Vincenzo played with the edges of his document, making sure it was real. “I’m not sure what to say.”
“Hopefully ‘yes’. I’ll need you to persuade those queer folk to let me into their excess of gold, and I think you’d do much better than I would ever. And with your father…”
At the mention of such a man, Vincenzo looked up. “What about him?”
He blinked, then smiled. “Forget it. He’s been on my mind. I plan to have a word with him and how he’s been handling himself under my name.”
“Do you mean with his men? With Drago and Luca?”
“Yes. And anyway, you’ve been working hard, and your birthday is in a few days. You deserve a break to Paris, as it were. So? Do I have your word, or do you need some time to think it over?”
“No, I mean…” His heart pushed out of his throat. “I’ll do whatever you ask of me.”
“Perfect!” Hearing his affirmation, Campo gathered a heavy manila folder for Vincenzo. “Your departure will be ready this Tuesday at nine. I have the address labeled here on this document, as well as who you’ll be working with and the apartment you’ll be living in. Her name is Émeline. She’s a niece of mine.”
Vincenzo ran his hand through his locks, taking off his hat with him as he compiled the papers in his folder. He didn’t even think he could pinpoint France on a map, and now, through Campo’s powers, he was not only safe, he’d be going on vacation with Sylvia and his friends, to a place that most people dreamed of. “Thank you, Campo. Really, this’s…I’ve never even left the continent like this. In my adulthood, of course.”

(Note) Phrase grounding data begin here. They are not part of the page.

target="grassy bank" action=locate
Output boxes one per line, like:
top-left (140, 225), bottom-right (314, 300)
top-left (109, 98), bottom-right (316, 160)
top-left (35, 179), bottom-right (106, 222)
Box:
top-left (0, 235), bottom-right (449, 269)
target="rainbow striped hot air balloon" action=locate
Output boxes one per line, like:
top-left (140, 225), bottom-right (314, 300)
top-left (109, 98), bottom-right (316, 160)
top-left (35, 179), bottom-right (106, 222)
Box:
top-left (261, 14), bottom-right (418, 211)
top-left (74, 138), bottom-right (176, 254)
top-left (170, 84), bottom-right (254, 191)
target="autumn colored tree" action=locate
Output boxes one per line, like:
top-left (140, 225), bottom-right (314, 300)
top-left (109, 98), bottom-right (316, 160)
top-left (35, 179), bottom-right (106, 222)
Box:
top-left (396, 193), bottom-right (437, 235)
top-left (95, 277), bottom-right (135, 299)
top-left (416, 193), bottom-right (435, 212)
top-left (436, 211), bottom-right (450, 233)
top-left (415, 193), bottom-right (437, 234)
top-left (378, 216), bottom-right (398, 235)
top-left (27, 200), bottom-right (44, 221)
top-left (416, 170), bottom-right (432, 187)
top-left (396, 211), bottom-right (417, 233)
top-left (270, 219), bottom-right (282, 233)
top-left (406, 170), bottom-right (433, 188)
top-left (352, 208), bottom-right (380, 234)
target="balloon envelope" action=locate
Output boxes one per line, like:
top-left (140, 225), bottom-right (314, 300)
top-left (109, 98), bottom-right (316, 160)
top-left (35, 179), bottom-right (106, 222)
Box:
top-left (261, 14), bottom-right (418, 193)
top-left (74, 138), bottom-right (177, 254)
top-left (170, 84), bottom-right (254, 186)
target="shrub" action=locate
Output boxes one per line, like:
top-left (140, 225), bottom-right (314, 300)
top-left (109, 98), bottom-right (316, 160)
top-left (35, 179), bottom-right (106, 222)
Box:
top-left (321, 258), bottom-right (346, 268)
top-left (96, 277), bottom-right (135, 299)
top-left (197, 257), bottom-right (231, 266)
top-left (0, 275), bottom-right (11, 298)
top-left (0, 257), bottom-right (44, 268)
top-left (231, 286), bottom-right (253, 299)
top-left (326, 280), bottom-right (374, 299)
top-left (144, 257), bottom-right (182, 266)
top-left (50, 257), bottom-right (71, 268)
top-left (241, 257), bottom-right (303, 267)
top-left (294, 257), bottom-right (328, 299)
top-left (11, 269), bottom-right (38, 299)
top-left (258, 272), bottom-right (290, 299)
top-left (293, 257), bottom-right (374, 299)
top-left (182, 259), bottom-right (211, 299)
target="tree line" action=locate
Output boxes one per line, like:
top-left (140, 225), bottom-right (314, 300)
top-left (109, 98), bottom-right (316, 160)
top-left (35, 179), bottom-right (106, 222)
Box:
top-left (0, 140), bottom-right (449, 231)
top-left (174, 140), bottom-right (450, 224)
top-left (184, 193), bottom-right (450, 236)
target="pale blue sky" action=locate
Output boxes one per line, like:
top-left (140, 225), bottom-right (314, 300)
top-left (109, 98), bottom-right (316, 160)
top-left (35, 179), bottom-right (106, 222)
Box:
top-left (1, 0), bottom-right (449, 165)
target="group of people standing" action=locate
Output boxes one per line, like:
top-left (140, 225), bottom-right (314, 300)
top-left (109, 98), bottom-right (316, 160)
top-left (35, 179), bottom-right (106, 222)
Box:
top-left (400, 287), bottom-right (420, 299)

“Yes, of course, my boy. It’d be my pleasure. Now go off, be merry. Be merrier there than you would be here.”
“I…” He pulled himself together. “Would it be possible to make a phone call here before I leave?”
“Of course.” He pushed his candlestick telephone over to him.
He didn’t know who to call first. Sylvia? Luis and Dominic? Would they even want to go with him? What about Ana and their kid, should they come? Nonna? Laurence? Didn’t Mitsuko serve in France?
He called what felt the most natural.
“Hello?” Bobbie asked, answering over the shouts from the Black Kitten.
“Hello, Bobbie,” Vincenzo said too loudly. “It’s Vincenzo. Is Mitsuko available?”
“Let me find her,” he said, and set down the phone, leaving Vincenzo to twirl the cord, hoping his boss didn’t mind him calling a pansy bar from his personal phone.
“So,” Campo asked him, whispering. “Do you have the ring yet?”
“N-no,” Vincenzo said. “I don’t, sorry.”
“Do you need help paying for it? I’ll get you a nice Tiffany ring, whatever the cost.”
“I have the means to buy it, Sir.”
“So when should I mark it on my calendar?”
“I…” He never had a date in mind. Before he died, preferably, but he never imagined that people like him could ever get married, so it’d never been a focal point for him growing up. Having Sylvia around seemed like enough at first, but with the thought now in his head…
Someone picked up. “Yeah?”
His thoughts scattered. “Oh, uh, hello,” he said into the phone. “My apologies for calling you out of the blue.”
“Oh, God, it is you. Well, am I in danger of being shot at right now? Should I take cover? Should I run?”
“On the contrary.” He grinned. “I wanted to ask you if you knew any French.”
“Like the language? Only vulgar sayings that shouldn’t be uttered outside of a bedroom. Why?”
“How do you say, ‘I just got offered a vacation to France, so start packing, and I’ll be there in two hours to talk it over’?”
“My boss’ sending me to France to do business with an alcohol supplier. I don’t know all the details, but he said I can bring some of you along. It’d be like a fun trip overseas. It’d be about a week”—he checked the paper—“yes, about a week in France, in a place called the 7th arrondissement. Are you interested in coming?”
She was quiet for a long time. Campo went back to work, the songs from the Kitten made Vincenzo bob his head.
Then, in a faint voice he barely heard over the static, Mitsuko said, “Tu me brises le coeur.”